To go north from Beirut, one must get a bus from the Charles Helou terminal (terminal=dodgy underpass where a bunch of buses park). In our neighborhood, we hop on the #4 mini-van toward downtown. But this can be tricky, because as I learned when my parents were here, there are actually two #4 routes and the other route goes...well, to tell the truth, I have no idea where we were that day we hopped on the wrong #4. The mini-vans pack in as many passengers as the drivers can fit--they often get flat tires--and often drive around with the sliding doors open. Luckily, either because we look American or because Nicole's a lady, the drivers come to a complete stop when we ask to get off ("hone, minfudluck" works). We hop off in Martyr's Square, walk down to the Helou, and get on a bus heading north, usually easy to identify because the drivers yell "Trabouls, Trabouls," the Arabic word for Tripoli, the northernmost point on the coastal route. The bus runs north and south all day, along the Sea, you just hop off when you get to your city.

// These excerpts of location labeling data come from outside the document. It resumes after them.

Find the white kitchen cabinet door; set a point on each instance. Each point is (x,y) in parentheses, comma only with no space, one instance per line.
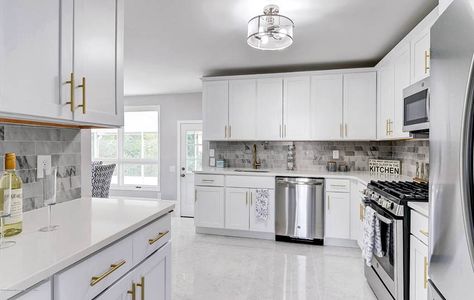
(418,269)
(337,217)
(242,109)
(36,57)
(420,50)
(385,101)
(154,276)
(326,107)
(215,109)
(269,108)
(260,224)
(98,61)
(360,102)
(297,107)
(209,207)
(237,201)
(401,81)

Batroun is very friendly. You can see the Mediterranean from pretty much anywhere in the village, which is full of sleepy streets, citrus groves, and cafes that serve Batroun's famous fresh lemonade. We grabbed a couple sandwiches and the waitress said to us, "Welcome to the most beautiful place in Lebanon." Why thank you. Eating our sandwiches, we saw a guy walk by with a goat on a leash. Two other goats followed behind them. Gotta love Lebanon! We wandered in and out of various old Maronite churches, including St. Stephen's, also known as the church of the fishermen. The church overlooks a marina where guys sewed fishing nets and worked on their boats. Next to the marina, the old "Phoenician wall," which some say is the oldest man-made thing in Lebanon. Actually, it's only partially man-made, as the Phoenicians fortified a natural rock wall to protect their city from flooding. We climbed on the wall, took pictures, and enjoyed the sun, which is always impossibly bright over the Mediterranean. But the great thing to do in most little towns in Lebanon: walk. Moderate temperatures, friendly people, the sun. That's why walking is the best.
To get back to Beirut, you just go stand along the side of the highway and the next bus that goes by stops for you. You pay your fifteen-hundred lira (one dollar), although sometimes they charge two-thousand on the weekend, and you're good all the way back to the capital.